Is it possible to extract survival information from routine HIS documentation so that physicians can obtain KM-plots in a timely manner?
What level of data quality can be achieved with respect to completeness of forms and completeness of items per form?
We analysed the current follow-up documentation process in the urology and haematology department at the University Hospital Muenster. Physicians were interviewed to identify weak points and requirements during the follow-up appointments.
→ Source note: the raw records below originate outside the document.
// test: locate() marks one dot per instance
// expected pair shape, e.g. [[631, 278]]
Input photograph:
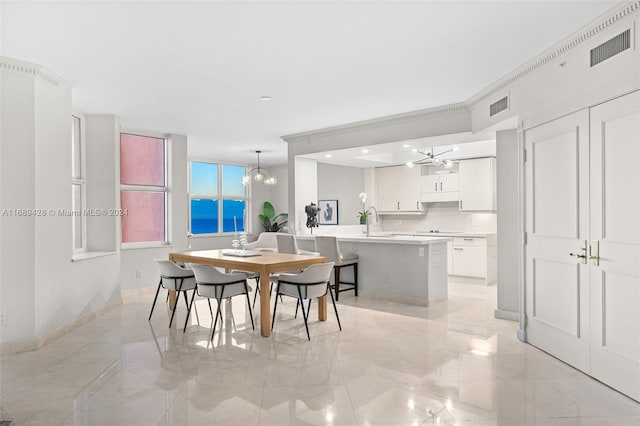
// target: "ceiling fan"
[[431, 157]]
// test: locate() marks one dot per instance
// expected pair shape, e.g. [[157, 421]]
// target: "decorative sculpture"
[[312, 215]]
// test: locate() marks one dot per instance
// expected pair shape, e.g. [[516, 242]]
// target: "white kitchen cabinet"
[[474, 257], [439, 187], [477, 182], [398, 190], [410, 189]]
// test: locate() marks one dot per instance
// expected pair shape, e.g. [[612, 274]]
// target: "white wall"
[[561, 81], [42, 289], [432, 122], [17, 190], [442, 217], [102, 134], [304, 187], [507, 160], [343, 184]]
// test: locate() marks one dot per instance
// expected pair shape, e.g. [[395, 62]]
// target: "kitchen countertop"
[[387, 238], [448, 234]]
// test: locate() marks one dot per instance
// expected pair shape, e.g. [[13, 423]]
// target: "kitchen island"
[[407, 269]]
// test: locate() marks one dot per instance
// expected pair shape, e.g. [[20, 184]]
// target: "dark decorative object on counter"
[[312, 215], [329, 214]]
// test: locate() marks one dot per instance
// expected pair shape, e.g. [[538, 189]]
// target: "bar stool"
[[328, 248]]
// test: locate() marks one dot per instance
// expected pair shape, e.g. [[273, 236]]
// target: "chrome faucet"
[[367, 217]]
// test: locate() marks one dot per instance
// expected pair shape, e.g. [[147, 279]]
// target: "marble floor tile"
[[451, 363]]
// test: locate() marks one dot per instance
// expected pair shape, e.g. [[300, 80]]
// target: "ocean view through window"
[[217, 198]]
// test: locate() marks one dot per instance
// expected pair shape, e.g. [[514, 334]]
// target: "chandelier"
[[431, 157], [259, 175]]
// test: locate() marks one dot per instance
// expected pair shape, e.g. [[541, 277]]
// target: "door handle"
[[582, 257], [594, 252]]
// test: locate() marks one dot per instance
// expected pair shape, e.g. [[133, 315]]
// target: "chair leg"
[[156, 298], [186, 321], [210, 310], [215, 322], [246, 289], [334, 306], [304, 315], [355, 278], [275, 307], [186, 301], [271, 290], [255, 295], [175, 305]]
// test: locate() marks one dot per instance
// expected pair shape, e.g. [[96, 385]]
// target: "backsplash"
[[442, 217]]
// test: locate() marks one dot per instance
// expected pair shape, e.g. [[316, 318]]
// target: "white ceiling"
[[199, 67]]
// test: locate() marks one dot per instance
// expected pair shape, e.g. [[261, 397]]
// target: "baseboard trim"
[[419, 301], [508, 315], [11, 348]]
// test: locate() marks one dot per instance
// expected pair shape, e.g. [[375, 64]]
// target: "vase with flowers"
[[364, 213]]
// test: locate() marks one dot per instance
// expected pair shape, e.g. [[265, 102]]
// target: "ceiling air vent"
[[610, 48], [498, 106]]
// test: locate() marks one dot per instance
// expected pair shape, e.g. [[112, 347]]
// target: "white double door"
[[582, 198]]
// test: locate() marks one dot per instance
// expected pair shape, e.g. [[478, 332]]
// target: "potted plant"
[[269, 220]]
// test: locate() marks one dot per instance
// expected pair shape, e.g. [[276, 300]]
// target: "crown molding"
[[378, 122], [28, 68], [587, 32]]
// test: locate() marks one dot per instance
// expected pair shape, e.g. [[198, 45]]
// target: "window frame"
[[78, 211], [148, 188], [220, 198]]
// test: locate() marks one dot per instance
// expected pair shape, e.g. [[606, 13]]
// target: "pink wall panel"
[[141, 160], [144, 220]]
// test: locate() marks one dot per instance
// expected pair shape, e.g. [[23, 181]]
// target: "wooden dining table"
[[264, 264]]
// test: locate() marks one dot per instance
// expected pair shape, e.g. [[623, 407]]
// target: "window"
[[143, 188], [78, 186], [217, 198]]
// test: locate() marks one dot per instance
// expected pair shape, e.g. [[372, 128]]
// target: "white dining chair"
[[176, 278], [213, 284], [311, 283]]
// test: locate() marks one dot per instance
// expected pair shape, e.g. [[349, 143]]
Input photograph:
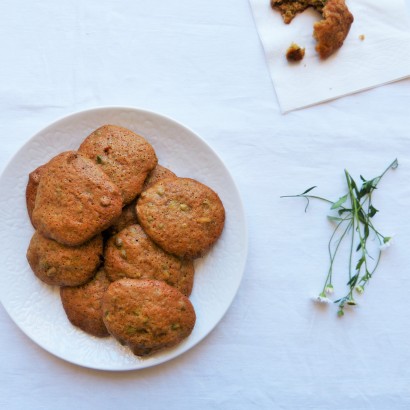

During the form analysis we investigated the attributes which characterise the overall survival (OS) and the event-free survival (EFS). We compared follow-up documentation of two tumours regarding type, complexity and concordances.
Concept, data model and implementation
We developed a concept for comprehensive survival documentation based on a generic data model which is described in the CDISC Operational Data Model (ODM v1.3.1.)  using SNOMED CT V3 Codes . Based on this concept an electronic survival form was implemented within the local HIS containing specialised parts for leukaemia and for prostate cancer. We used the integrated tools of the HIS (ORBIS® from Agfa Healthcare)  to create a form which contains all relevant survival data for KM-plots and integrated it into the clinical workflow.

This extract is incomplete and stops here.